Using the Orchestration Record

As with most Data Collector records, you can use information in an orchestration record to perform pipeline processing,

For example, say you want to start different Control Hub jobs depending on whether several Data Collector pipelines complete successfully. The orchestration pipeline might look like this:

In the orchestration record generated by the Start Pipelines origin, the success field indicates that the origin has completed all of its configured tasks. To start a job after all pipelines started by the origin successfully complete, you might set the following precondition for the Start Job if Pipeline Succeeds processor:
${record:value('/orchestratorTasks/startJobs/success') == true}

In the field path, startJobs is the task name defined in the origin.

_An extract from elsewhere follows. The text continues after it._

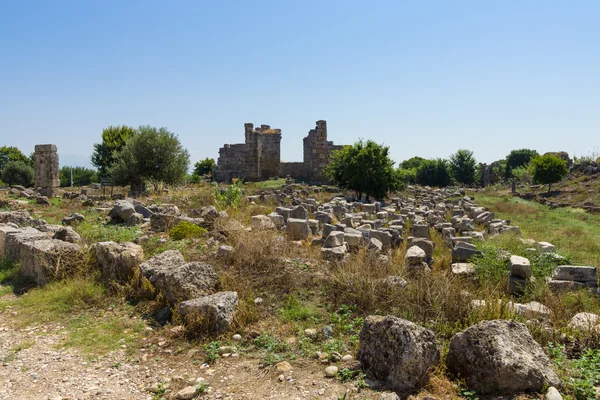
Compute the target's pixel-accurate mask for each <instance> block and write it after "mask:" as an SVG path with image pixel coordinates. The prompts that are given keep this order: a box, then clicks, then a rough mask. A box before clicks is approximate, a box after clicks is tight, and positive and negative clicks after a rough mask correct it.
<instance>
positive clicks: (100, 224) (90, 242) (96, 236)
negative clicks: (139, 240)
mask: <svg viewBox="0 0 600 400" xmlns="http://www.w3.org/2000/svg"><path fill="white" fill-rule="evenodd" d="M73 228H74V229H75V231H76V232H77V233H79V235H81V238H82V239H83V240H84V241H85V242H87V243H95V242H107V241H112V242H117V243H120V242H132V241H134V240H135V239H136V238H138V237H140V236H141V235H142V232H141V231H140V230H139V228H138V227H135V226H123V225H105V224H93V223H90V222H88V221H83V222H81V223H80V224H77V225H74V226H73Z"/></svg>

If you only needed a particular pipeline to complete, you could use the following precondition instead:
${record:value('/orchestratorTasks/startJobs/pipelineResults/<pipelineID>/finishedSuccessfully') == true}
For the Start Job if Pipeline Fails processor, you can use the following precondition to ensure that the job starts if any of the pipelines failed to complete:
${record:value('/orchestratorTasks/startJobs/success') == false}

If you wanted to start the job only if the first pipeline started by the origin has more than 100 error records, you could use the following precondition:

${record:value('/orchestratorTasks/startJobs/pipelineResults[0]/pipelineMetrics/pipeline/errorRecords') > 100}

For details about the fields that each orchestration stage creates or updates, see "Generated Record" in the stage documentation.

Sample Pipeline

You can develop orchestration pipelines that perform a variety of tasks in an orchestrated workflow, such as scheduling pipelines and jobs and triggering subsequent tasks.

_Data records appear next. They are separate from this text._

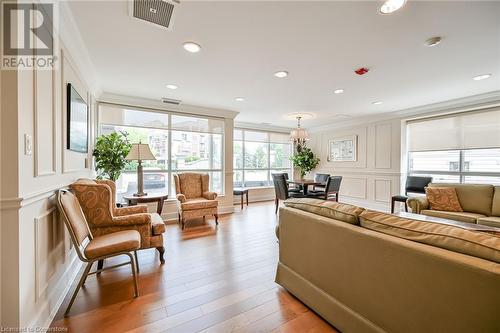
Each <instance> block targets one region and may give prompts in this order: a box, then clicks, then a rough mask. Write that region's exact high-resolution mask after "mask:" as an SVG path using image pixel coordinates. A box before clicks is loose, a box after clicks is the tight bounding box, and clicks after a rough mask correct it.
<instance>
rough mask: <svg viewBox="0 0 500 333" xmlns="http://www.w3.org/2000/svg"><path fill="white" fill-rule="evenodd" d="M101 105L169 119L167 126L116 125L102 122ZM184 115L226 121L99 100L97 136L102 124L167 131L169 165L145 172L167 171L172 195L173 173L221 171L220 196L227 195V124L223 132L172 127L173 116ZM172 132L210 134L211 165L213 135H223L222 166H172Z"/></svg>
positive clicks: (97, 119) (97, 135) (99, 134)
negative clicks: (164, 117)
mask: <svg viewBox="0 0 500 333" xmlns="http://www.w3.org/2000/svg"><path fill="white" fill-rule="evenodd" d="M101 105H106V106H111V107H117V108H123V109H130V110H137V111H142V112H154V113H160V114H163V115H165V116H167V117H168V119H167V128H164V127H154V126H133V125H115V124H109V123H102V122H101V121H100V112H101V111H100V106H101ZM175 115H178V116H183V117H192V118H200V119H214V120H219V121H222V122H223V123H224V118H219V117H210V116H204V115H196V114H185V113H179V112H172V111H165V110H157V109H148V108H142V107H138V106H131V105H123V104H115V103H108V102H98V105H97V117H96V123H97V136H100V135H101V134H102V133H101V126H102V125H106V126H119V127H125V128H127V127H133V128H139V129H155V130H161V131H165V132H167V143H166V144H167V149H168V153H167V159H166V163H167V167H166V168H165V169H164V170H162V169H159V168H158V169H147V170H143V173H144V174H147V173H158V172H161V173H166V175H167V177H168V183H167V189H166V191H165V192H167V193H168V195H169V196H172V195H173V193H172V188H173V186H172V185H173V183H172V179H173V174H174V173H177V172H206V173H209V174H210V173H214V172H220V173H221V177H220V178H221V182H220V188H221V190H220V193H219V192H218V194H219V196H222V197H223V196H224V195H225V177H224V169H225V163H224V162H225V125H223V126H222V133H220V134H219V133H210V132H202V131H196V130H181V129H175V128H172V116H175ZM172 132H180V133H186V132H190V133H200V134H207V135H208V136H209V138H210V139H209V142H210V144H209V145H208V146H209V156H210V158H209V165H213V160H212V155H211V154H212V151H213V147H212V145H213V135H214V134H219V135H220V136H221V156H220V161H221V162H220V168H216V169H174V168H172V161H173V159H172ZM122 173H124V174H135V173H137V171H122Z"/></svg>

Recurring Task that Runs Multiple Dependent Pipelines

With the orchestration stages, you can design an orchestration pipeline that triggers a set of tasks daily and starts dependent pipelines based on the success of an earlier pipeline.

For example, an orchestration pipeline might run three separate but dependent pipelines, P1, P2, and P3. The orchestration pipeline runs two of the pipelines, P1 and P2, in parallel, and then starts the third pipeline only after both P1 and P2 finish, and P2 succeeds. The following image shows the orchestration pipeline:

The Cron Scheduler origin generates an orchestration record at the specified time each day. When the Start Pipelines processor receives the record, it starts the P1 and P2 pipelines in parallel, running them in the foreground. After both pipelines finish, the processor updates and passes the record to a Stream Selector processor, which checks for the success of P2.

If P2 succeeds, the Stream Selector processor routes the record to start P3. If P2 fails to complete, the Stream Selector processor routes the record to error handling. When the Start P3 Start Pipelines processor receives a record, it runs P3 in the background. So, after it starts the pipeline, the processor updates and passes the orchestration record immediately to the Email executor, which sends an email announcing the start of the P3 pipeline.

If you wanted to run the orchestration pipeline manually rather than on a schedule, you could replace the Cron Scheduler origin and the Start Pipelines processor with a Start Pipelines origin.